J'ai beaucoup aimé ces lettres qui traitent d'un point de vue différent la pensée, les écrits de Sade, son enfermement, sa mort. Tandis qu'une lettre me fait réfléchir pour savoir si je suis d'accord ou non avec son rédacteur, d'autres se projètent contemporains de Sade et me re-situent à ses côtés à la Bastille. Certains font des parallèles avec la façon dont est traité le corps de nos jours : piercings, corps morcelés (dons d'organes), mères porteuses, l'enfant à tout prix. Un des auteurs a un parti pris plus poétique tandis qu'une autre me semble invectiver l'écrivain lequel n'a pas voix au chapitre bien évidemment puisqu'il ne s'agit pas d'un dialogue.

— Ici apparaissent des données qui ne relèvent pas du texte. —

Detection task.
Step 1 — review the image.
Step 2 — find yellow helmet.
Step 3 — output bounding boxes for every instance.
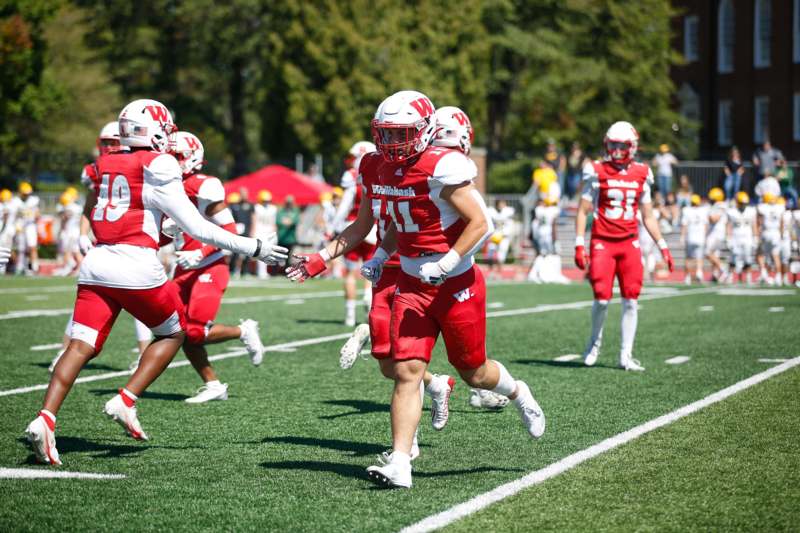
[736,191,750,205]
[708,187,725,202]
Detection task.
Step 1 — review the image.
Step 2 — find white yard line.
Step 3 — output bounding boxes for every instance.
[401,357,800,533]
[664,355,691,365]
[0,468,125,479]
[0,289,715,396]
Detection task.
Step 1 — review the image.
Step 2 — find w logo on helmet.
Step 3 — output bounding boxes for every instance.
[145,105,169,124]
[411,98,433,118]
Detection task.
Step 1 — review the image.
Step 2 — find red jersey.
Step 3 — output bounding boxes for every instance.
[361,147,477,257]
[582,161,653,239]
[90,150,164,249]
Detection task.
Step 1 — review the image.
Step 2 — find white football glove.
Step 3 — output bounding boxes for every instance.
[253,233,289,265]
[361,248,389,283]
[175,249,203,270]
[78,235,94,255]
[0,247,11,269]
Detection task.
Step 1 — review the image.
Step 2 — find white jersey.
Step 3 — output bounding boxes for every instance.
[758,204,786,242]
[728,206,756,242]
[253,204,278,234]
[681,205,708,245]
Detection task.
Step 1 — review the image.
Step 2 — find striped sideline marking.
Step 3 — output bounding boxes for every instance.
[664,355,691,365]
[0,468,125,479]
[400,357,800,533]
[0,288,716,396]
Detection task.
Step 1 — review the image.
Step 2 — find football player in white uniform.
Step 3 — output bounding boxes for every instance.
[250,189,278,279]
[706,187,728,281]
[757,192,786,285]
[681,194,708,285]
[727,191,758,284]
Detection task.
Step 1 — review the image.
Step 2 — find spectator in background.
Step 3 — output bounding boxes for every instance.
[753,140,783,180]
[775,159,797,204]
[277,194,300,257]
[722,146,744,199]
[543,139,567,190]
[306,163,325,183]
[652,144,678,197]
[675,174,692,210]
[564,142,586,200]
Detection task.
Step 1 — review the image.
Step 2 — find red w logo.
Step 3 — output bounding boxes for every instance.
[411,98,433,118]
[145,105,169,123]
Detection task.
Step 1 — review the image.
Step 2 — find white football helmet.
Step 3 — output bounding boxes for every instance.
[345,141,377,168]
[172,131,205,175]
[372,91,436,162]
[433,106,474,155]
[119,99,178,152]
[603,121,639,165]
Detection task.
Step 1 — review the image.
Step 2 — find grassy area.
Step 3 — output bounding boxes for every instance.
[0,279,800,531]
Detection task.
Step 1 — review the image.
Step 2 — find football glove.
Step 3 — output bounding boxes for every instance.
[286,253,327,283]
[78,235,94,255]
[175,249,203,270]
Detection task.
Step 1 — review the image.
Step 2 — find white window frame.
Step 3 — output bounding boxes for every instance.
[792,93,800,142]
[683,15,700,63]
[717,100,733,146]
[753,96,769,144]
[753,0,772,68]
[717,0,736,74]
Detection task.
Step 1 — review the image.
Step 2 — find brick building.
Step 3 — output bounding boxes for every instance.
[671,0,800,160]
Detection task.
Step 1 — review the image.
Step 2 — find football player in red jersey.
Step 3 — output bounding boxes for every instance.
[575,122,675,371]
[162,131,264,403]
[26,100,286,465]
[332,141,377,327]
[290,91,545,487]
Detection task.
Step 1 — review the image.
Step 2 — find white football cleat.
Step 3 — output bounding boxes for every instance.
[47,348,66,374]
[514,381,545,439]
[430,374,456,431]
[239,318,264,366]
[103,394,150,440]
[367,452,411,489]
[339,324,369,370]
[25,415,61,466]
[184,383,228,403]
[619,354,644,372]
[583,340,600,366]
[469,389,510,410]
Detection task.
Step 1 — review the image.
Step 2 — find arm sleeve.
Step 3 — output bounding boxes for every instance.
[142,154,256,256]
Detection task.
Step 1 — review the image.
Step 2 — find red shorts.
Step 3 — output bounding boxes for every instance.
[369,266,400,359]
[344,241,376,268]
[71,281,186,354]
[589,238,643,300]
[390,266,486,370]
[173,258,230,344]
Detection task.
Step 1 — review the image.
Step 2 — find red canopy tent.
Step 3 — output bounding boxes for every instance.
[225,165,332,205]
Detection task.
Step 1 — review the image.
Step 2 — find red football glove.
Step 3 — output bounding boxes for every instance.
[575,244,589,270]
[286,253,328,283]
[661,248,675,272]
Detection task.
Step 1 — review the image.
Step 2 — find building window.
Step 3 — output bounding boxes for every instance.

Il est souvent question de la nature de l'homme (homme naturellement bon ou a contrario meurtrier, incestueux, violent) ?
J'ai un avis très positif sur ce livre pour plusieurs raisons :
- ceux qui ont rédigé les lettres m'étaient complètement inconnus à l'exception de Noëlle CHâtelet et Catherine Cusset. Je n'ai donc pas été parasitée par ce que j'aurais pu avoir lu de l'auteur ni même "parasitée" par le physique de la personne. Je n'avais pas la vision du visage de l'écrivain mais uniquement son écrit.
-Les lettres sont de qualité, bien écrites voire dfficiles pour deux d'entre elles : j'ai dû les relire lentement pour m'en imprégner et les comprendre.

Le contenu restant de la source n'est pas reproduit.